Пузырьков насторожился.
Персонажи рожденные пытливым Пузырьковским умом тоже насторожились, замерли кто в чем, и вопросительно посмотрели на своего создателя.
– Всем сделать ша! – сказал Костя и они растаяли.
Ноги остались торчать как небывало.
Пузырькову стало ясно, что ноги ехали зайцем. С компостером на перевес он двинулся по коридору к месту, где самым возмутительным образом нарушались «правила проезда и провоза багажа», можно сказать нагло попирались торчащими в проход необелеченными ногами.
Добравшись до места нарушения Пузырьков практически сходу определил, что вышеозначенные конечности размера этак сорок третьего торчали из черных, идеально выглаженных брюк. В брюках бессовестно и безмятежно спало безбилетное тело пассажира – мужчины лет тридцати пяти, спало, подложив под голову тонкий черный чемоданчик типа «кейс», спало и видел сладкие сны в то время как в преисполненной служебного рвения душе Пузырькова с каждой секундой росло и ширилось справедливое негодование проводника обнаружившего на вверенной ему территории безбилетника.
Кроме брюк на безбилетнике была не совсем свежая, но чистая, белоснежная рубашка, расстегнутая в вороте и, ослабленный по вторую, пуговицу галстук цвета морской волны с набегающими барашками прилива.

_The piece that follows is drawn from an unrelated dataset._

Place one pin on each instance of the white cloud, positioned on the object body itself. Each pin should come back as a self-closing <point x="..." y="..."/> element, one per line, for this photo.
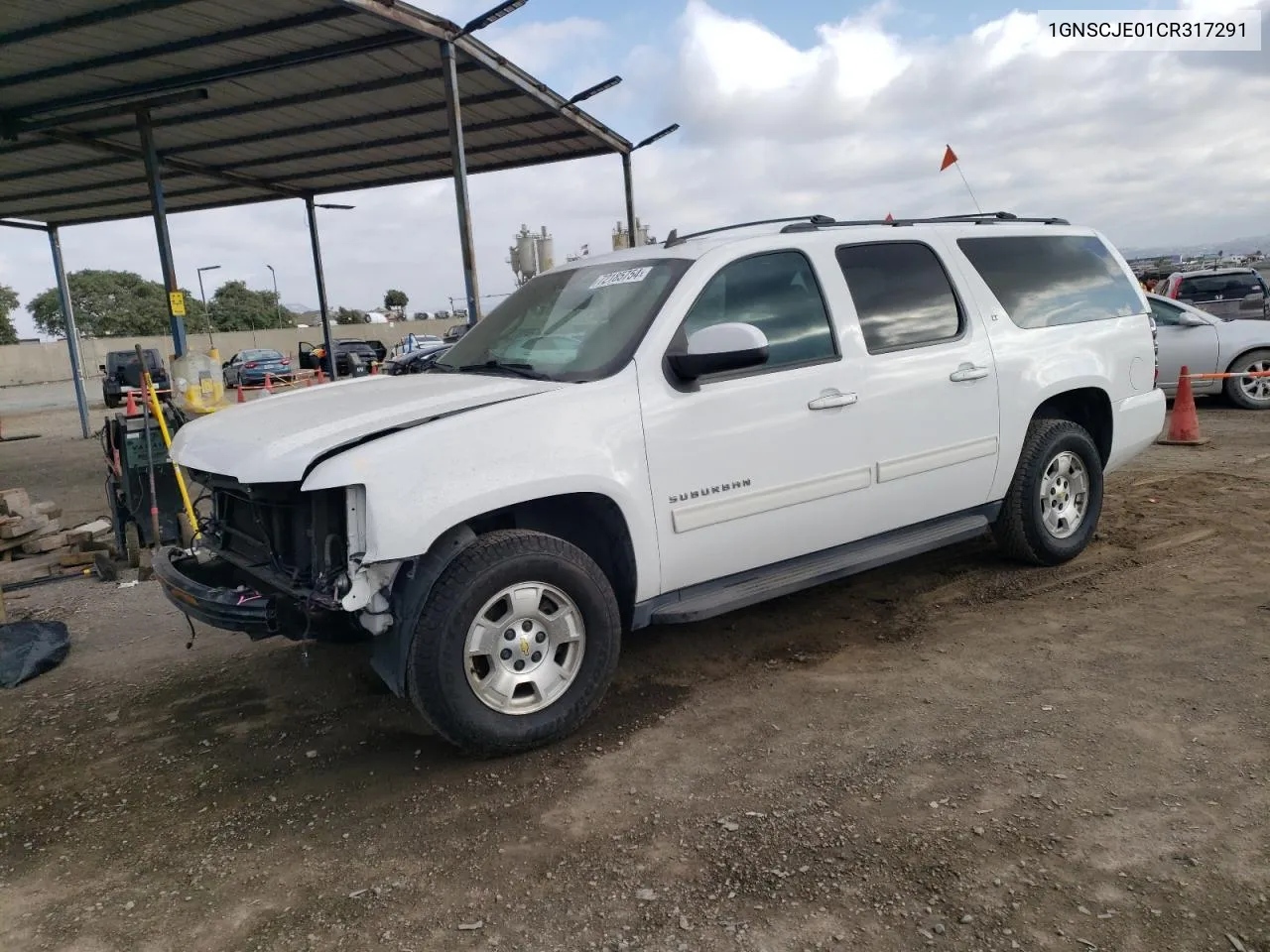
<point x="1148" y="146"/>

Нельзя сказать, что физиономия безбилетника была гладко выбрита, но утверждать, что этих щек никогда не касалась бритва тоже никто бы не взялся. Такой тип растительности на мужском лице злые тещины языки называют «трехдневной щетиной», а романтично настроенные язычки их дочерей – «элегантной небритостью а-ля Брюс Виллис». (Впрочем, сосед Пузырькова по лестничной клетке, заядлый собачник по кличке «Ко-мне-Мухтар» почему то называл такой тип бритья «триминогом» и поэтому элегантной небритостью у него периодически, особенно по весне, щеголял дородный, черный как смоль ризеншнауцер, которого так и звали «Брюс». )
Таким образом про безбилетника можно было запросто сказать «элегантный молодой человек» принимая в расчет короткую, модную стрижку, точеный римский профиль лица и дорогие лакированные туфли, которые спящий аккуратно поставил на столик предусмотрительно постелив под них глянцевый номер иностранного журнала, раскрытый примерно посередине и вывернутый «наизнанку».
Журнал распластавшийся под подошвами туфель безбилетника и ему, по-видимому, принадлежавший, назывался «People» и был открыт на странице с фотографией улыбающегося, рыжего человека чудаковатой наружности. Рядом с фотографией рыжего чудака размещалась другая – детальный снимок Луны из космоса, четко отражающий все особенности лунного рельефа. На над фотографиями нависал набранный крупным кеглем заголовок: «Thomas Moor – Landlord of the Moon». Что в переводе означает: «Томас Мур – Хозяин Луны». Но это для особо грамотных товарищей умеющих читать по-английски. Костя Пузырьков по-английски читать не умел, да и личность необелеченного пассажира сейчас занимала его гораздо больше нежели все журналы мира сваленные в одну кучу.
«Ну, ща я тебе выдам!» – злорадно подумал он, вошел в купе, и, как дух возмездия нависнув над безбилетником, гаркнул:
– Ваш билет попрошу!
Незнакомец и бровью не повел. У Кости перехватило дыхание от такой степени нахальства безбилетного пассажира.
– Эй, приятель, слышь!? Билет предъяви! – громко произнес он.
Легкая, едва уловимая, тень скользнула по лицу спящего молодого человека. Словно где-то в вышине, белоголовый орлан, реющий над горами и долами в поисках добычи на долю секунды закрыл своим крылом солнце. И все.
Этого Пузырьков вытерпеть не мог. Он склонился над незнакомцем и прошипел ему прямо в лицо:
– Госпо-о-один хорош-ш-шый! Предьяви-и-ите биле-е-ет, пож-ж-жалу-у-йста-а-а!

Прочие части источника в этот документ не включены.